Don’t the NYT opinion pages have some sort of ontological obligation to be unbelievable dreck, in one way or another?
I bet he threatened to meticulously clean the office for a century, and then see if they don’t become unwell.
While the book in question seems to be one of these dreadful “simple answer to all medical ailments” books that wants to blame one thing (sugar, cleanliness, whatever) for all ills – the type of book that seems to be designed more to sell than inform, it isn’t uncommon at all for the NYT to publish multiple differing opinions on a book. There are many people writing for the NYT and they may have different opinions. Don’t look at where something was published – look at the author.
From the article:
Look, most readers of the Times are unlikely to remember that this was the same guy writing three pieces, and these three articles, all played up big, are likely to look like evidence of a booming scientific movement.
This is absolutely true.
When reading the latest column about asthma in last Sunday’s Times and talking about it with my wife, I said “The Times has really been into this microbiome stuff for a while now.”
I had no idea that it was all one guy with a book.
But doesn’t the editor tell them what books to like? What is this freedom of which you speak?
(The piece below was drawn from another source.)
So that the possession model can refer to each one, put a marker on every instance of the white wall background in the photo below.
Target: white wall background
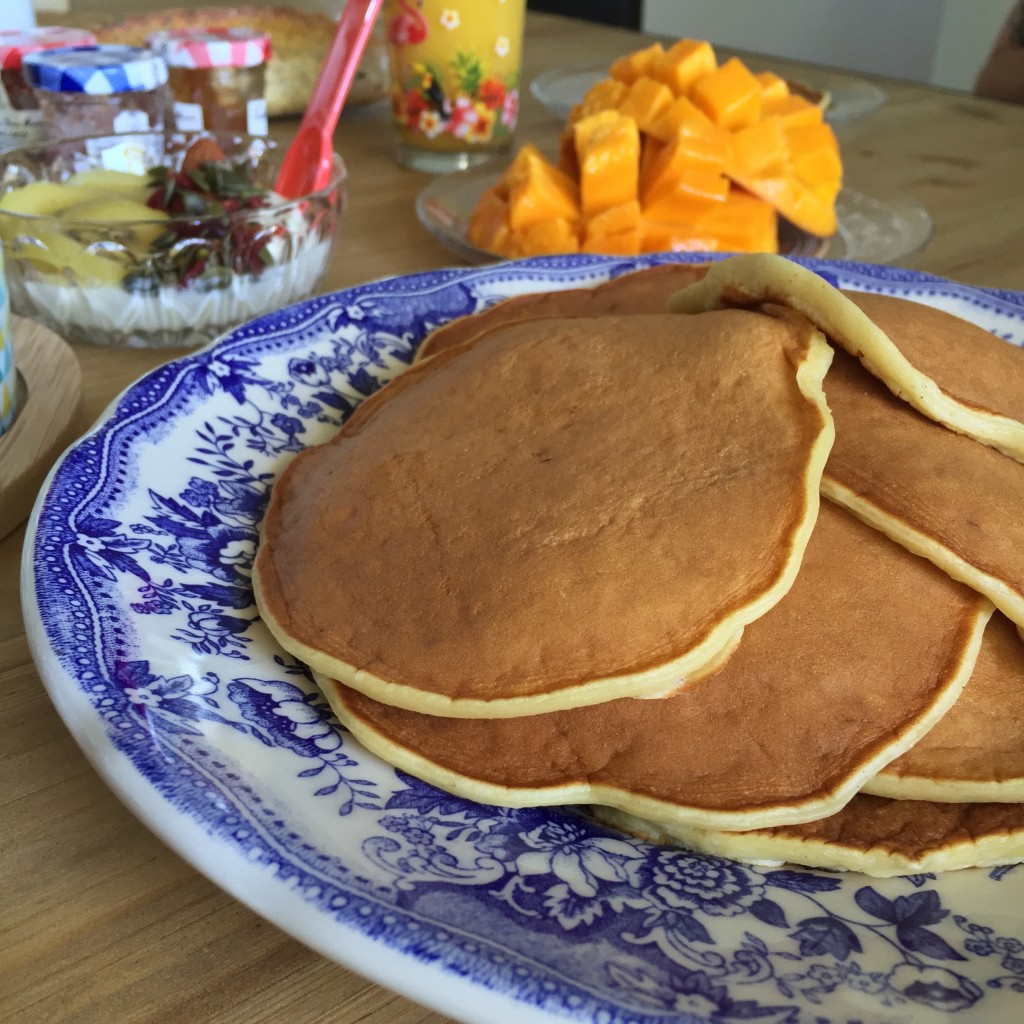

Read the book when came out and didn’t come away with idea that V-M was putting forth panacea for a myriad of conditions- more like breathless excitement about new ideas regarding immunity (& the accompanying caveats). Kinda mystified, in fact, as to why there’s been this backlash building towards him, seeing just advocacy, esp when his own experience to correct his universal alopecia via worms didn’t work! (& is part of the narrative presented, exploring the idea of hygiene hypothesis- from worms to malaria- and then speculating on possible treatment approaches & how they might vary with age/ condition). Advise folks to get copy from library & see for selves (granted, starts slow- with his personal experience- but then gets into patterns of immune disease, from MS to allergies.)
Missed the review but have seen the multiple op-ed pieces and think NYT publishes because the hypothesis (ideas he’s reporting on, not creating) is so very intriguing- esp when there’s a paradigm shift happening in how look at immunity (indeed, whole biome).
(Besides, do reviewers call the shots on what’s interesting to run elsewhere in the paper? Should Thomas Friedman be dropped from write op-eds if his latest tome is panned by reviewer?)